Overview of the bankruptcy means test

To prevent bankruptcy abuse, Congress implemented a means test as part of the Bankruptcy Abuse and Consumer Protection Act of 2005. This test determines a filer’s eligibility by calculating their disposable income to determine if they can pay debts. While it is designed to keep high earners from abusing the system, it doesn’t mean the filer must be destitute.

The filer has two chances to pass the means test, so even if they have higher wages they may pass. The first part of the test uses the average income of a similar household and compares it to the filer’s income. If they exceed the average, they proceed to the next step, which is deducting allowable expenses, such as food and rent.
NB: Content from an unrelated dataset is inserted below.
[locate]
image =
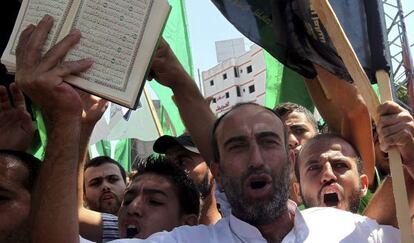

Exceptions to the means test

Consumers who fail the means test can not file Chapter 7 and must convert to Chapter 13, a repayment plan, or dismiss the case. However, there are some exceptions to the means test that may qualify a filer with too much income. A filer with business debts may skip the means test if their debt is at least 50% of their income.

Filers who have been on active duty in the military or the National Guard since 9/11/2001 can commonly get exempted from the means test. While it doesn’t matter when the debt occurred, they must have been on duty for 90 days and they have 540 days to file.

Bankruptcy doesn’t remove all debts, but it can ease the burden. The process is complex, so a consumer should speak with a financial advisor.